The Mark 14 torpedo was an anti-shop torpedo used by the US Navy during World War II. However, it was plagued by problems early on.
The Mark 14
The torpedo was developed during the Great Depression and intended to replace the Mark 10 Torpedo.
Since they were expensive, priced at $10,000 apiece, there were no live-fire tests as the Navy couldn’t afford to lose any of its weapons at that time.
One of the Most Unreliable Torpedoes of the US Navy
When World War II rolled in, and submarine commanders went to war, they realized that the submarines either exploded prematurely, ran too deep, or worse- went back to sink their own submariners.
The Torpedo Scandal
The scandal surrounding the torpedo had less to do with the actual torpedo, but with the refusal of the Bureau of Ordinance to address the issues.
The BuOrd instead blamed the sailors and submarines for being incompetent.
Confrontation
Then Then-Rear Adm. Charles A. Lockwood Jr., Commander of the Submarines in the Southwest Pacific decided to take on the BuOrd himself to fix these recurring problems.

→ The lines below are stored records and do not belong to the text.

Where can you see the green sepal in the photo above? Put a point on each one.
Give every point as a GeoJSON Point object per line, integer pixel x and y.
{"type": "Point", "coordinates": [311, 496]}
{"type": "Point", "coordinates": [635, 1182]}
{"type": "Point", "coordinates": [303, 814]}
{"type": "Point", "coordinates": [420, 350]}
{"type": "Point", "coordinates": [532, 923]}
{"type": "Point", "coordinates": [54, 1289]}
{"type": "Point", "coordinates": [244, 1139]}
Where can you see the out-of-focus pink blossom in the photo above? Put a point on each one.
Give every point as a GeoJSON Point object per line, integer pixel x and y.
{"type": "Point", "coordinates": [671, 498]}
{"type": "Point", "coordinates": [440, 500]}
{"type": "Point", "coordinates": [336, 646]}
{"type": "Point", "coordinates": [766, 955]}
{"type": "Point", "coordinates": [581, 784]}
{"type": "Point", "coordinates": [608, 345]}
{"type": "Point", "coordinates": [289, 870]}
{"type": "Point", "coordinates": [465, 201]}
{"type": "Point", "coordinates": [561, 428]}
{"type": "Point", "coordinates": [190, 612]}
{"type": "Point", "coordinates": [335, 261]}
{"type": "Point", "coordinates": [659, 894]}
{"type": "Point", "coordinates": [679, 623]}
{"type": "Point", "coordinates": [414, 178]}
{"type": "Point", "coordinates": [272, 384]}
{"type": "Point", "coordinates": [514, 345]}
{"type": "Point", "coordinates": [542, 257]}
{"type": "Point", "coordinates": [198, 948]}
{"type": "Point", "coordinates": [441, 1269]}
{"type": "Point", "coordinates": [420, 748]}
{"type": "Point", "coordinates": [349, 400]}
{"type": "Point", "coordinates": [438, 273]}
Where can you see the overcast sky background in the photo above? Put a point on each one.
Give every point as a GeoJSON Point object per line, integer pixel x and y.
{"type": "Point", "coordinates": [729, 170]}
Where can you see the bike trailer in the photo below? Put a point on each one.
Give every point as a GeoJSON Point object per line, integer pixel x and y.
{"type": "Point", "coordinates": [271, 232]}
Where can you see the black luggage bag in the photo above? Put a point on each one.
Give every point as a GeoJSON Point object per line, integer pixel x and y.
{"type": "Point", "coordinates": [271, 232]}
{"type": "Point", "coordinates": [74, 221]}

Lockwood attended the Submarine Officers Conference in Washington to confront the BuOrd leaders. Partially, Lockwood succeeded, as the BuOrd agreed to put the torpedo under study.
Too Late
When the BuOrd finally agreed to make the necessary alterations, 53 US submarines were already lost in the war, with 20 sunk before October 1943.
On the flip side, the following torpedo models had put to good use the lesson learned from this massively failed torpedo that almost turned the tides of the war.